DevSecOps addresses these issues by bringing together different capabilities and tactics to create an interconnected fabric, including:
- When utilizing static and dynamic testing to discover vulnerabilities, it is imperative that an entry-exit point framework has a life beyond a single run cycle. This framework is akin to security-as-code as it is auto-generated by accessing software and defines the shape of evolving application code in terms of its workflow and insecure states. It can be archived, version-controlled and accessed to generate value elements. Using this framework, developers can evaluate it against predefined policies to determine negative or positive drift.
- Creating a red team attack strategy to protect application surfaces. It creates a baseline policy for instrumented Runtime Protected Agent RASP to protect against known and unknown threats. The runtime agent monitors for imminent attack vectors leading to fundamental changes in observed behavior, which in turn feeds back to augment policies.
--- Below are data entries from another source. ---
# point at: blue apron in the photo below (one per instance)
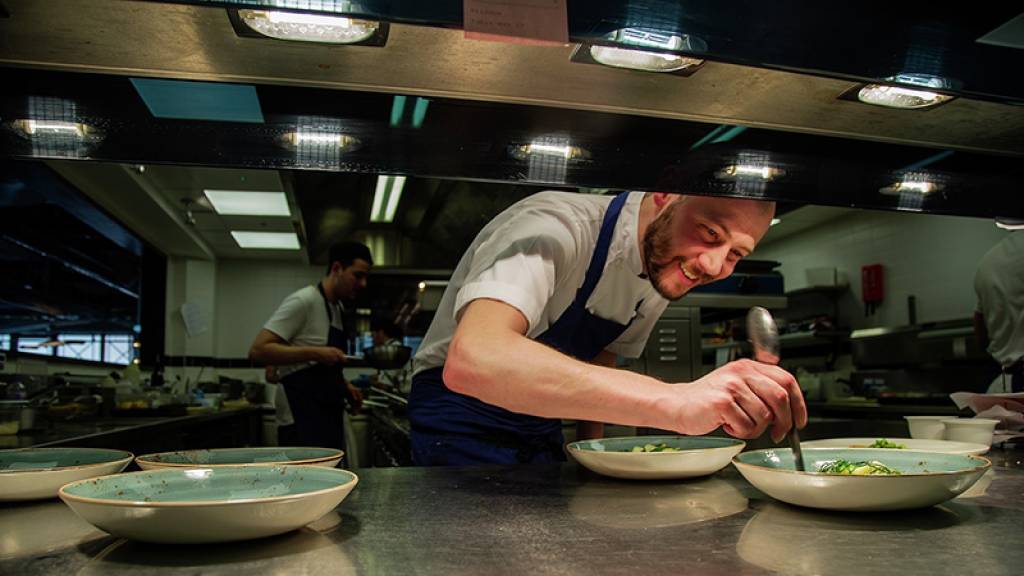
(316, 397)
(451, 428)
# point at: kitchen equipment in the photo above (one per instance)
(34, 474)
(764, 337)
(390, 357)
(927, 479)
(943, 446)
(328, 457)
(213, 504)
(977, 430)
(695, 456)
(927, 427)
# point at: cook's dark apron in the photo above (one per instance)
(451, 428)
(316, 396)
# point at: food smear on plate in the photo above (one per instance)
(660, 447)
(884, 443)
(846, 467)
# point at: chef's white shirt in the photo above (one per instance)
(300, 321)
(534, 256)
(999, 286)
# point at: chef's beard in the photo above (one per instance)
(657, 250)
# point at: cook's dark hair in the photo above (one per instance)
(348, 252)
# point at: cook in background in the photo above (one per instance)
(998, 320)
(304, 340)
(544, 299)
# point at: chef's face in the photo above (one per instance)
(696, 240)
(351, 280)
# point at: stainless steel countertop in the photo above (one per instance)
(560, 520)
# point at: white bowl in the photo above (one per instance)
(698, 456)
(927, 427)
(909, 444)
(222, 504)
(262, 456)
(927, 479)
(978, 430)
(34, 474)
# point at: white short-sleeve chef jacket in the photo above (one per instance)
(999, 286)
(534, 256)
(301, 321)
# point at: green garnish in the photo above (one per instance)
(883, 443)
(846, 467)
(663, 447)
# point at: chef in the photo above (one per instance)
(305, 339)
(547, 296)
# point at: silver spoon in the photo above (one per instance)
(764, 337)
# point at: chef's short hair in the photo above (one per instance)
(347, 252)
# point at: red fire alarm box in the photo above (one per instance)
(871, 287)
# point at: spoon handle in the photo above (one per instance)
(798, 455)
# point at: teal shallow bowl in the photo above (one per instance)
(328, 457)
(613, 456)
(214, 504)
(33, 474)
(927, 479)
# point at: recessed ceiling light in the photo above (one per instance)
(647, 54)
(551, 150)
(246, 203)
(266, 240)
(751, 170)
(386, 197)
(908, 91)
(311, 28)
(52, 128)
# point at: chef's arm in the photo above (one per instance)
(271, 348)
(981, 330)
(587, 429)
(489, 358)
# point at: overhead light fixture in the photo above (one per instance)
(246, 203)
(908, 91)
(646, 50)
(52, 128)
(266, 240)
(542, 149)
(303, 27)
(386, 198)
(751, 171)
(911, 187)
(316, 138)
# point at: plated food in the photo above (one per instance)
(328, 457)
(214, 504)
(945, 446)
(670, 456)
(33, 474)
(851, 481)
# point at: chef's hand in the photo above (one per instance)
(742, 397)
(328, 355)
(355, 396)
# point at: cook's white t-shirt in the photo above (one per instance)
(534, 256)
(300, 321)
(999, 286)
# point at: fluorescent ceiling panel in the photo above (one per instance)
(200, 100)
(246, 203)
(266, 240)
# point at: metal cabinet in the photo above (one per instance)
(673, 352)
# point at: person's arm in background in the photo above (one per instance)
(981, 330)
(271, 348)
(489, 358)
(587, 429)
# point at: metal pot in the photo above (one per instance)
(389, 357)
- Reducing available time for the intruder to breach a system and perform arbitrary harm by implementing software-defined provisioning. This enables rolling upgrades without downtime.
SD: How do you see cybersecurity developing in the next five years?
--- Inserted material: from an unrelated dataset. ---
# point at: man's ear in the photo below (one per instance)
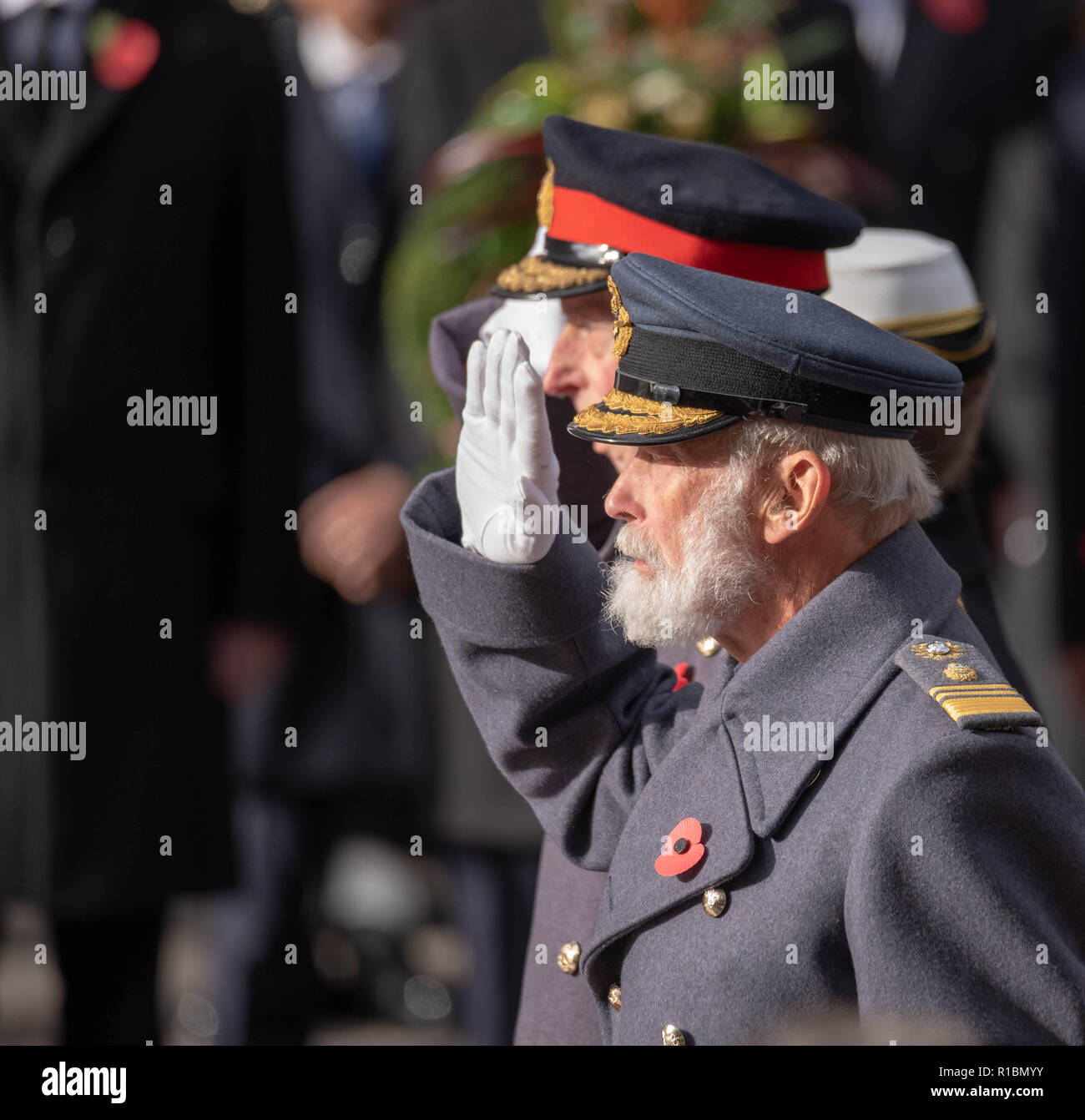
(800, 491)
CC: When it comes to the future of application security, we will continue to see security shifting further left with an increasing number of security and compliance controls getting embedded earlier into the DevOps lifecycle. There will also be more conversations and emphasis around the security of the DevSecOps pipeline in and of itself as an important risk surface. The greatest opportunity I see, however, lies in successful DevSecOps implementations requiring reduced security friction and therefore serving as a catalyst for innovation in existing security tools, enabling them to generate more accurate and relevant insight or actions.
Ultimately, in an attempt to solve these problems, in the next five years, I anticipate that we’ll see more application security suites so that products can more easily work together and share data across all aspects of the software development lifecycle.